In the previous explanations, some details are missing. To better understand how partitioning and grouping works, you should look at how the data is stored in the bush. Let's say you have a table
CREATE TABLE mytable ( name string, city string, employee_id int ) PARTITIONED BY (year STRING, month STRING, day STRING) CLUSTERED BY (employee_id) INTO 256 BUCKETS
then the bush will store data in a directory hierarchy, like
/user/hive/warehouse/mytable/y=2015/m=12/d=02
So, you should be careful when splitting, because if, for example, you divide by employee_id and you have millions of employees, there will be millions of directories in your file system. The term "power" refers to the number of possible field values ββthat may have. For example, if you have a "country" field, there are about 300 countries in the world, so the number of elements will be ~ 300. For a field like timestamp_ms, which changes every millisecond, the number of elements can be billions. In general, when choosing a field to split, it should not have much power, because there will be too many directories in your file system.
On the other hand, clustering, known as grouping, will result in a fixed number of files, as you specify the number of segments. What the hive will do is take a field, calculate a hash, and assign a record to that segment. But what happens if you use, say, 256 segments, and the field in which you form the packet has low power (for example, it is the state of the USA, so there can only be 50 different values)? You will have 50 blocks with data and 206 blocks without data.
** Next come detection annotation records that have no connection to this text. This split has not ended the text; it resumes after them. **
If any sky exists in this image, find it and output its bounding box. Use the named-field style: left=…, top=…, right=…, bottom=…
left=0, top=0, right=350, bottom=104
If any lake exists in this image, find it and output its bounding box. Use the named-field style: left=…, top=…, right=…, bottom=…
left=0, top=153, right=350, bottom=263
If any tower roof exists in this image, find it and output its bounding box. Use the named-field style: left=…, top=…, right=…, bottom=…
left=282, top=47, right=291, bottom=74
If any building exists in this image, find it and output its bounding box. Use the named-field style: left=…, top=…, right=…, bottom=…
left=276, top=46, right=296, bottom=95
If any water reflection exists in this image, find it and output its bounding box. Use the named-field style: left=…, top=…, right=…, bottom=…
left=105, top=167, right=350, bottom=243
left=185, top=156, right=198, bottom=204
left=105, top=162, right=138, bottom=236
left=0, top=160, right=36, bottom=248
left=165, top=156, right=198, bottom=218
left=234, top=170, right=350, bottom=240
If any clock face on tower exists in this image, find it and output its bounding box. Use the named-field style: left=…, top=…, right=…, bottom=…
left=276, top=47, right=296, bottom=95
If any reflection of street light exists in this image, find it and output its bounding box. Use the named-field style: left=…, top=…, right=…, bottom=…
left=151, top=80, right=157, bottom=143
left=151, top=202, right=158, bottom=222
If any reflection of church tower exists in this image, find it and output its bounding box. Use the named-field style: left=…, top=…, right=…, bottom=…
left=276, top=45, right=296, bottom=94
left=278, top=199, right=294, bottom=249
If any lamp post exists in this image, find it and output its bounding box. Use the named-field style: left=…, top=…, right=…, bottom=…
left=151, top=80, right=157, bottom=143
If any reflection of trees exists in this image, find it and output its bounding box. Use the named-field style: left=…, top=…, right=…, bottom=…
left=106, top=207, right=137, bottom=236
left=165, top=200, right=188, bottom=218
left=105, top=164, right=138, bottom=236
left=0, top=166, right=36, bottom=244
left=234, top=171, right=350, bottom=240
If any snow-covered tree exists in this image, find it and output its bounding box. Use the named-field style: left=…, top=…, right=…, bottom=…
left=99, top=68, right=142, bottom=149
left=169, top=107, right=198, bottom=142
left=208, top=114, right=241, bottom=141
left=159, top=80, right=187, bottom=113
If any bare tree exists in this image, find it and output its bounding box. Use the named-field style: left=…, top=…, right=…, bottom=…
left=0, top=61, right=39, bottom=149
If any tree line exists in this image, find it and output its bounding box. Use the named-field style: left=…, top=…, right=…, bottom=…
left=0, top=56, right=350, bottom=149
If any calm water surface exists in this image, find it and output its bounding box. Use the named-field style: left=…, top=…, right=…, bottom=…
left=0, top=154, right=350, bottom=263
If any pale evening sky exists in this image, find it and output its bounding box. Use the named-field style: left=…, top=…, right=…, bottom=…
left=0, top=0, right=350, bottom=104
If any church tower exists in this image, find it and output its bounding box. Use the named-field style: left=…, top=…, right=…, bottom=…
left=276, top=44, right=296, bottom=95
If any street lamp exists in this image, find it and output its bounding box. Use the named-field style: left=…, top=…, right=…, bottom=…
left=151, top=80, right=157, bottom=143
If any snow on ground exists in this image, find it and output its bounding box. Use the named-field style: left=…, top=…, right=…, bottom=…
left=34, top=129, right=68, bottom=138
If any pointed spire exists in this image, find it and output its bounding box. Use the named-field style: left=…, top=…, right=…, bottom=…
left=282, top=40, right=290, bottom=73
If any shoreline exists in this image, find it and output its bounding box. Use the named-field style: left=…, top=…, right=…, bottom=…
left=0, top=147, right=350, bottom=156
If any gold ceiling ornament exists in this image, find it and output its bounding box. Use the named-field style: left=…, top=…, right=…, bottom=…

Someone already mentioned how partitions can significantly reduce the amount of requested data. So in my example table, if you want to make queries only from a certain date in advance, the separation by year / month / day will significantly reduce the number of I / O operations. I think someone also mentioned how grouping can speed up joining with other tables that have exactly the same distribution, so in my example, if you join two tables with one employee_id, the hive can do the join after the segment (even better if they are already sorted by employee_id, since they are going to sort the parts that are already sorted, which works in linear time, otherwise O (n)).
Thus, grouping works well when the field has high power and the data is evenly distributed across the segments. Separation works best when the number of elements in the separation field is not too large.
In addition, you can split into several fields in order (year / month / day is a good example), while you can use only one field.